The basis of economics is the notion that individuals respond to incentives. Sometimes these incentives are financial and in other cases they are more qualitative. Businesses also respond to incentives often lowering prices in order to gain more customers and keep existing ones. We can see these forces at work in other areas of healthcare where insurance is not present. Cosmetic health services including various cosmetic surgeries and skin treatments have increased far less than overall healthcare costs. According to data from the American Society for Aesthetic Plastic Surgery, the cost for the top 5 cosmetic surgical procedures in 2015 had increased in cost by an average of 23% since 1998, well below the overall increase in healthcare costs of 92% over the same period. The nearby chart illustrates some of this data. LASIK eye surgery cost roughly $2500 per eye when the procedure began in volume in 1999. Since that time costs have fluctuated but are now 10-15% lower with an improved procedure and greater patient satisfaction. LASIK is generally not covered by health insurance.
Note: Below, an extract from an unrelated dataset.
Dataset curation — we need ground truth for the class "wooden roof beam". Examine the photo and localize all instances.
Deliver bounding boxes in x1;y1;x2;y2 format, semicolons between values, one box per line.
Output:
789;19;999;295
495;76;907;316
There is enough evidence to suggest that making pricing and quality information for healthcare service available to consumers would likely reduce overall spending while outcomes may be unaffected. Some of the barriers to such efforts include insurance contracts with providers that prohibit disclosing pricing information. Other issues include difficulty in determining what services a patient will need in advance, the lack of standard formatting for reporting prices, and difficulties that arise when more than one provider participates in an episode of care. However, none of these barriers appear insurmountable. Some insurance companies have already begun providing pricing and subjective quality ratings for providers within their networks but most consumers are unaware of the data. Web-based services such as Healthcare Bluebook and New Choice Health offer price data for consumers so they can make more informed decisions but objective data on quality is still largely absent.
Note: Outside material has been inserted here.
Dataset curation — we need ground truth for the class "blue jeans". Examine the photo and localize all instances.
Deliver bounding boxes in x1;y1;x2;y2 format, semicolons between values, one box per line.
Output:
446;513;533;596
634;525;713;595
We are unsure how quickly these changes will impact the healthcare industry but there will be winners and losers. It is fair to say that the segments which consume the largest portion of healthcare dollars are most at risk. Primary care physicians consume a relatively small part of healthcare (10% or less) while hospitals consume much more. We will continue to watch the sector closely and assume that the future is unlikely to be a continuation of the past.